In March 2007, small renovations began in the mall as just a few months later, Trademark Properties was beginning to purchase the mall. In July 2008, Padre Staples Mall was fully acquired by Trademark Property Company and was renamed La Palmera. The new owners completely renovated the mall. In early-February 2009, the carousel was removed from the mall. By July 2010, $50 million renovations were finished with a large food court, an outdoor plaza entrance, a 4,500 gallon fish tank, and a maritime-themed children's play area.

On December 22, 2022, The Cheesecake Factory opened a restaurant at the mall.

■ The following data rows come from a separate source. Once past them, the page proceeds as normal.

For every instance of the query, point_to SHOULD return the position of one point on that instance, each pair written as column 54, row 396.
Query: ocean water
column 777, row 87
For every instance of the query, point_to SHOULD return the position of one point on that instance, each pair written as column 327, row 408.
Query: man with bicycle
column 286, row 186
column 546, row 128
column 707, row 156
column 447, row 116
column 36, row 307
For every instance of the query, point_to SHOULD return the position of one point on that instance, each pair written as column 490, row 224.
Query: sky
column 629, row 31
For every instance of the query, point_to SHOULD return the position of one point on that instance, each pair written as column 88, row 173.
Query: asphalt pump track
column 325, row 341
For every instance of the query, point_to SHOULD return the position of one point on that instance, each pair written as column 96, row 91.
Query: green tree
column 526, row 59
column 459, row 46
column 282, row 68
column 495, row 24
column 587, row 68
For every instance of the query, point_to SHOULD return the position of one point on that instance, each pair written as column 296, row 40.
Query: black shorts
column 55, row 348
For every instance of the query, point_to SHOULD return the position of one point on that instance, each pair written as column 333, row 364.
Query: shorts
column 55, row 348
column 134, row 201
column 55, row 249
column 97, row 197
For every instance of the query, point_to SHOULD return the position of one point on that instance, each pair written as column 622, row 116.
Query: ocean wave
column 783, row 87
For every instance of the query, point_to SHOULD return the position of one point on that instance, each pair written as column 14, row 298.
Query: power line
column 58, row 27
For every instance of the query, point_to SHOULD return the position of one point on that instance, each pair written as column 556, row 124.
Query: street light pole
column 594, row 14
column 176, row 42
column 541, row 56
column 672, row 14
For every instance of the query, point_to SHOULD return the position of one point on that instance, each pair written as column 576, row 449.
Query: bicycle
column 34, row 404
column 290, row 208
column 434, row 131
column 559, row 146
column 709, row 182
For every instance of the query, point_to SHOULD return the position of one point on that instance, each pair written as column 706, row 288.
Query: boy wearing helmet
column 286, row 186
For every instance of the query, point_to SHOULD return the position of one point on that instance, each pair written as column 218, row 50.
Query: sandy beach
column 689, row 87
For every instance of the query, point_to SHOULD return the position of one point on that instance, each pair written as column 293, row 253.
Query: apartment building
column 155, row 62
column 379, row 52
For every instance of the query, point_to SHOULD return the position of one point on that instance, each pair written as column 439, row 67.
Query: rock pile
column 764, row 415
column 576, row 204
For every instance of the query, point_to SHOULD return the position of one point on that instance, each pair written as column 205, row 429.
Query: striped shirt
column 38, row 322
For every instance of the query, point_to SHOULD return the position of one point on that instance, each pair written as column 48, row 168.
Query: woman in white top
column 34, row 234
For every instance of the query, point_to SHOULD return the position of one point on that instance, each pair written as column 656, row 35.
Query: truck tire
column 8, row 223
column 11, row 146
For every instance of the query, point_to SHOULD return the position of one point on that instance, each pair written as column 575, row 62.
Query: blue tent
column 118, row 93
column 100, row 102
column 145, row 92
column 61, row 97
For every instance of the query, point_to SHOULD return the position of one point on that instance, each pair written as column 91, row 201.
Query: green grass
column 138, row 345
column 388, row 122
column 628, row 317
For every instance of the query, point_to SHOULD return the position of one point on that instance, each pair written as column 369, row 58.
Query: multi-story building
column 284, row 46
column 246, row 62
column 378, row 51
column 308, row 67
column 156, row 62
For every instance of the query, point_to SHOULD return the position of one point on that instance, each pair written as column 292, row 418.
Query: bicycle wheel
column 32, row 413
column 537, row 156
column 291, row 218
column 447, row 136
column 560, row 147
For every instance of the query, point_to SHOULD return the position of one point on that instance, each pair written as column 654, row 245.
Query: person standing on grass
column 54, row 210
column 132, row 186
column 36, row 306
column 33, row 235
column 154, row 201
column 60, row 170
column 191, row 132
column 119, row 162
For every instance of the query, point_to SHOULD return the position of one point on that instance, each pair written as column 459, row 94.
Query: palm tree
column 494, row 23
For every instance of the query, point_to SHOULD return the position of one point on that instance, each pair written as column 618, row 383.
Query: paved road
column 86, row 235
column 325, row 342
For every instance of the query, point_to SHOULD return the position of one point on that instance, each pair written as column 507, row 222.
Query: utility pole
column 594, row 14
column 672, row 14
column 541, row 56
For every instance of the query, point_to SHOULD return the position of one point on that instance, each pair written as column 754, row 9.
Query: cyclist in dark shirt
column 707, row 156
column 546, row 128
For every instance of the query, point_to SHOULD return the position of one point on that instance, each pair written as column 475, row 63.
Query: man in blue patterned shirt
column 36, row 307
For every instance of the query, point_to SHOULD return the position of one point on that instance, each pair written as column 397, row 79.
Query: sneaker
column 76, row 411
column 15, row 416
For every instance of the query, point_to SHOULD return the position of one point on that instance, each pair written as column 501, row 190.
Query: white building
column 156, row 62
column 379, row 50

On January 8, 2026, Macy's announced that it would be closing as part of a plan to close 14 stores by the end of Q1 2026. The store closed on April 23, 2026.

==Lodging and entertainment==
One hotel is located just next door to La Palmera. In 2019, a permit was issued to allow construction to start on a 180–room and 4–story Home2 Suites hotel. The hotel finally opened in July 2020.

La Palmera offers many community clubs including Wave Walkers and Tide Turners. Wave Walkers allows attendants to get exercise by walking around the mall. Meanwhile, Tide Turners is a club designed for children to enjoy several activities.